The US, Jordan, Qatar and others resorted last week to emergency airdrops of food, but that effort pales in comparison to the needs of the population and the carrying capacity of trucks for crucial supplies. 

Von der Leyen said the EU would also consider further airdrops if humanitarian groups said they were “effective”. 

The images of parachutes of crates of food have embarrassed the Israeli government even as its police refuse to disperse the rightwing protesters who continue to block the passage of aid through the Kerem Shalom crossing where the borders of Israel, Gaza and Egypt meet.
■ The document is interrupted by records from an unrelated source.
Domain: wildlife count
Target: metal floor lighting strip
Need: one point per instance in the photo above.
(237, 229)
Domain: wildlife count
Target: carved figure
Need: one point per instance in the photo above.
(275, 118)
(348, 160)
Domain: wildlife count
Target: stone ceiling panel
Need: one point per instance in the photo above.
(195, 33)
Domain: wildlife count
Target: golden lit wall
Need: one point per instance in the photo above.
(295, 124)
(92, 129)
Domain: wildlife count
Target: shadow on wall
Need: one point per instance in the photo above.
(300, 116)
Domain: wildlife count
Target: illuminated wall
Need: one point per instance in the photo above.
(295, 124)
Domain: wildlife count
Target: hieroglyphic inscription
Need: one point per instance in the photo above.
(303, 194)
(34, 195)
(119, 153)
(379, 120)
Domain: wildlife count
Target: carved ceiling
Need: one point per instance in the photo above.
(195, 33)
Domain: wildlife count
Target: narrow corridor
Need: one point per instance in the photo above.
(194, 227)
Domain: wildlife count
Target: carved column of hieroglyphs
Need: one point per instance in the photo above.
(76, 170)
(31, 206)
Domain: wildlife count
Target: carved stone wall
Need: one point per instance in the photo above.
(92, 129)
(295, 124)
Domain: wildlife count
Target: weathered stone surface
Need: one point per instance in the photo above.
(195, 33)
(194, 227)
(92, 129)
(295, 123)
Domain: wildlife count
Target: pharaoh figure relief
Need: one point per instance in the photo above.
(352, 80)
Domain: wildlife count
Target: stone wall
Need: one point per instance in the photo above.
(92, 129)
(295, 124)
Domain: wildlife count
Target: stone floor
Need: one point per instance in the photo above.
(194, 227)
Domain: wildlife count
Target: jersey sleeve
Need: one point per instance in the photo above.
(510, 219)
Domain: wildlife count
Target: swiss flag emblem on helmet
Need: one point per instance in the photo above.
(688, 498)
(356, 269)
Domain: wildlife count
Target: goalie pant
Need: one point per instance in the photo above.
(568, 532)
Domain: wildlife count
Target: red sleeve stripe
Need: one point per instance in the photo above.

Hundreds of trucks are waiting there with aid for Gaza. 

Israel and Hamas have both linked the food crisis in Gaza to the fate of the Israeli hostages held by Hamas, with Hamas demanding a long ceasefire and a surge in food aid as part of a deal to free them. 

“The hostage situation is also an international humanitarian crisis that requires global awareness and action,” said Israeli defence minister Yoav Gallant, who is responsible for ensuring that the Israeli military adheres to international law on facilitating aid shipments during a siege. 

In his State of the Union address, Biden said Israel must allow more aid into Gaza. “To the leadership of Israel I say this. Humanitarian assistance cannot be a secondary consideration or a bargaining chip.” 

 Transporting aid within Gaza remains perilous and intermittent, as the scarcity of food and the absence of any functioning police force in the besieged enclave have left convoys exposed to looting by desperately hungry crowds. 

The issue was highlighted by a chaotic February 29 private food convoy that was being facilitated by the Israeli military. At least 100 Palestinians were killed as crowds descended on the trucks and Israeli soldiers accompanying the trucks fired live bullets. 

The Israel Defense Forces acknowledged opening fire on a small group of men that it said posed a threat to its soldiers, but said most were killed in a stampede or run over by the trucks themselves. 

Palestinian health officials said most were killed by Israeli soldiers, and a UN official who visited the hospital where the wounded were taken documented multiple gunshot victims. 

While the maritime corridor is established, US officials said Israel would be expected to open a border crossing into northern Gaza for trucks to enter. 

“There is not a full understanding in the Israeli system of the magnitude of the humanitarian crisis,” said the UN’s Wennesland, suggesting that Israel needed to move faster. “This talk [of a maritime corridor] is not something that you can snap a finger and it happens tomorrow . . . This needs to be sorted out quickly.”